Des crayons, des feutres, j’en ai beaucoup.
Une multitude. Chacun porte une possibilité
que les autres n’ont pas : une nuance, une
densité, une manière différente d’entrer dans
la pensée.
Les lettres aussi sont des dessins. De petits
corps penchés sur le vide. Avant même de
signifier, elles ont un poids, une direction, une
respiration. Écrire est peut-être cela : une
succession de gestes qui cherchent une
forme où respirer.
On dit que je collectionne. Je ne m’en
aperçois pas.
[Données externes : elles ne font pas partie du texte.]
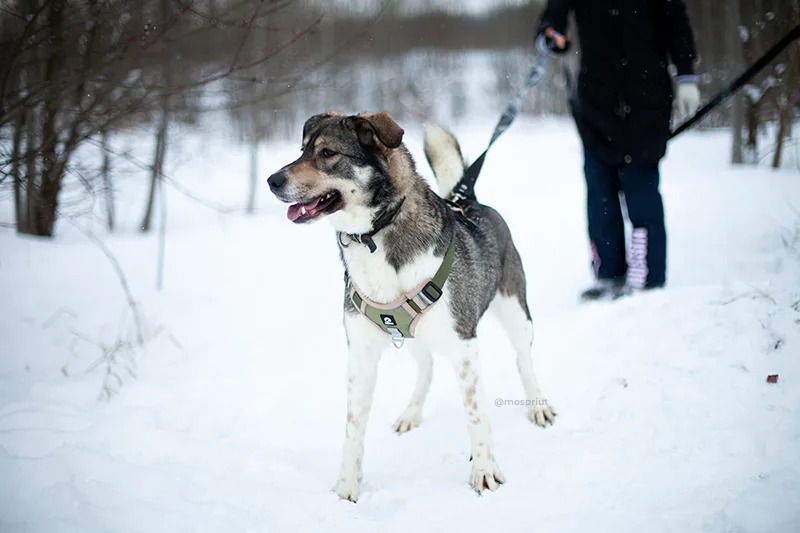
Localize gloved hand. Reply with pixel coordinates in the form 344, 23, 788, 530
675, 76, 700, 120
536, 28, 569, 55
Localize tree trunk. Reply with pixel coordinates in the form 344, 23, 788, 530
247, 139, 258, 215
726, 0, 745, 164
140, 108, 169, 233
772, 44, 799, 168
11, 101, 25, 231
140, 0, 172, 233
24, 109, 39, 233
100, 130, 114, 231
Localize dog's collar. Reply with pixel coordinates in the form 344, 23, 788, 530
339, 196, 406, 254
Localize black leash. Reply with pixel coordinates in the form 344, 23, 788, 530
450, 54, 550, 207
669, 24, 800, 139
450, 25, 800, 204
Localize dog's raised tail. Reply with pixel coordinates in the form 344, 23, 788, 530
424, 124, 466, 198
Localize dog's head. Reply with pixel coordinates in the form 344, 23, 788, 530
267, 113, 403, 233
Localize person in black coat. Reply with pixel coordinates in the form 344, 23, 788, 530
537, 0, 700, 299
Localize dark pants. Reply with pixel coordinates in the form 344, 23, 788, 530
584, 150, 667, 288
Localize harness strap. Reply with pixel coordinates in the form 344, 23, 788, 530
348, 230, 456, 348
339, 196, 406, 254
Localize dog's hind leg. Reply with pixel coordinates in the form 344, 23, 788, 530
334, 313, 389, 502
491, 247, 556, 427
394, 341, 433, 435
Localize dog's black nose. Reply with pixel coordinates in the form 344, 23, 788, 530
267, 172, 286, 192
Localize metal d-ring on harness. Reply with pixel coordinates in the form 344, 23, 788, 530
347, 231, 456, 348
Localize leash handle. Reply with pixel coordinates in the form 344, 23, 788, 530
669, 24, 800, 139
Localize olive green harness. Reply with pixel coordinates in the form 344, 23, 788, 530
348, 231, 456, 348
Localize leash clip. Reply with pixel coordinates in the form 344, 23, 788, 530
386, 328, 406, 350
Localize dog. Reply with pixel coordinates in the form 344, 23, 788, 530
267, 112, 556, 502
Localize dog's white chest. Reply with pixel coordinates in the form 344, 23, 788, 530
343, 239, 442, 303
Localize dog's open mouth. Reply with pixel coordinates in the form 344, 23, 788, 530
286, 191, 342, 224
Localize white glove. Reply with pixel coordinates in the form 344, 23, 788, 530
675, 81, 700, 119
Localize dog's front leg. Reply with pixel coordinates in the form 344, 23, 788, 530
452, 339, 505, 493
335, 313, 389, 502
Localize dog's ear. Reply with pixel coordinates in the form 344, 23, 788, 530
303, 111, 342, 145
352, 113, 405, 148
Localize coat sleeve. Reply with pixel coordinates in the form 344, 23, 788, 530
536, 0, 572, 35
660, 0, 697, 76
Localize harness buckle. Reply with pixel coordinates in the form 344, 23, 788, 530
420, 281, 443, 303
386, 328, 406, 350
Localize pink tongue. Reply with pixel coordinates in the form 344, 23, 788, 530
286, 198, 320, 222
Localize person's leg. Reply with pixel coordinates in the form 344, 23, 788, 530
583, 150, 627, 281
619, 166, 667, 289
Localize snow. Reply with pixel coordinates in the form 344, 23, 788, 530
0, 117, 800, 533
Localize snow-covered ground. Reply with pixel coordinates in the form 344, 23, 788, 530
0, 119, 800, 533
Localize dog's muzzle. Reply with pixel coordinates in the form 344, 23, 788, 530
267, 171, 288, 194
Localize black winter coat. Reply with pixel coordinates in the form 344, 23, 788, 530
537, 0, 696, 166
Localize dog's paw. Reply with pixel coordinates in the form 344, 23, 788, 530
469, 457, 506, 494
528, 399, 558, 427
392, 407, 422, 435
333, 477, 361, 503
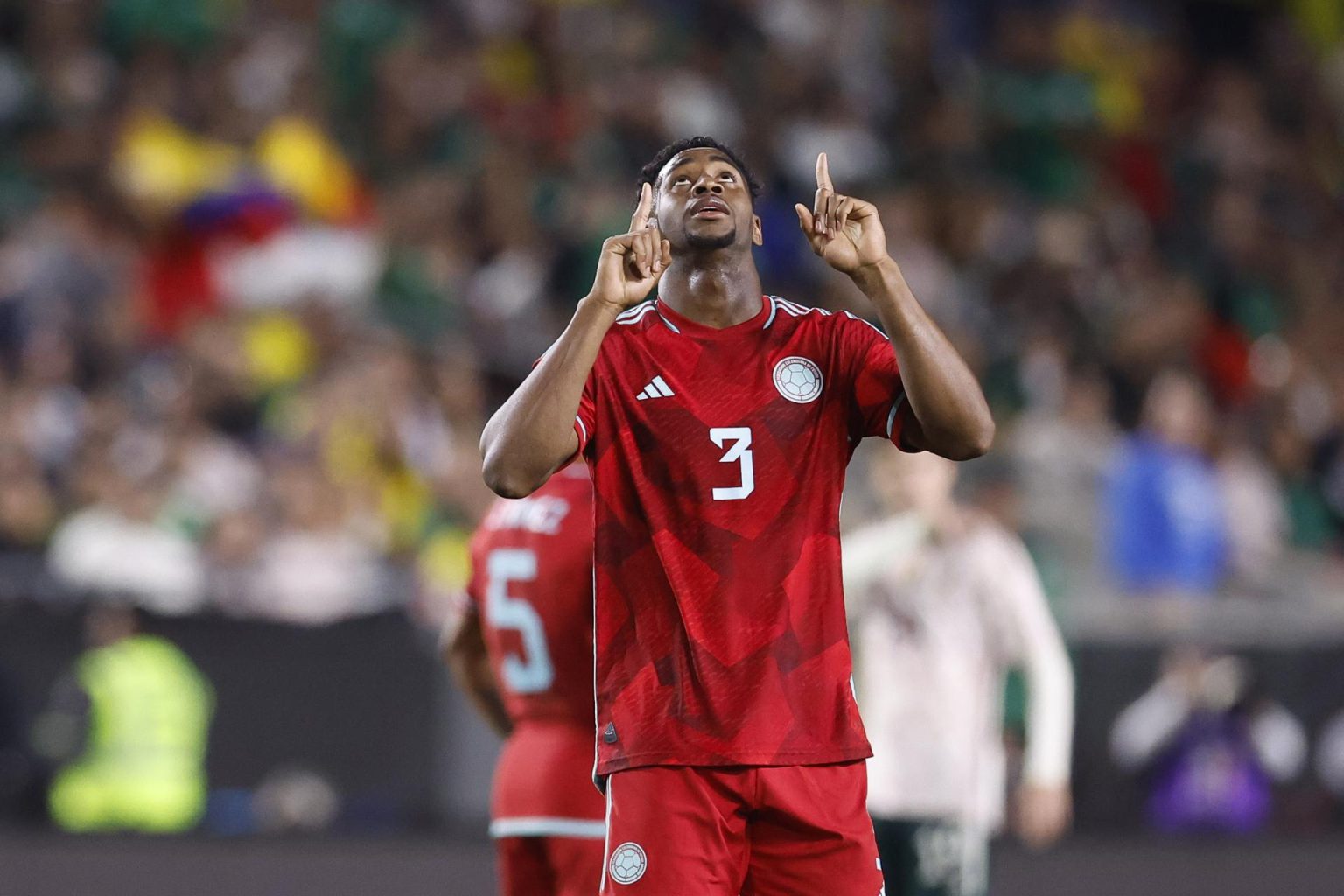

C’est le regard des autres qui
donne ce nom à ce qui, pour moi, est
simplement nécessaire. Je ne garde pas pour
posséder. Je garde pour être prête.
Il faut que les crayons soient là. Les carnets
aussi. À portée de main. Comme si quelque
chose pouvait surgir sans prévenir et qu’il
fallait lui donner un passage.
Comme si chaque crayon pouvait un jour
sauver ma pensée.
Chaque carnet est une maison de secours
pour mon esprit. J’y dépose ce qui risquerait
de rester sans lieu : une ligne, une couleur,
quelques mots, parfois presque rien.
Quand je dessine, je n’illustre pas mes
pensées. Je les laisse changer de langue.
Elles deviennent lignes, matières, couleurs.
Elles n’ont plus besoin de s’expliquer pour
exister.
Mes dessins me parlent avant les mots.
Mes mots dessinent après le silence.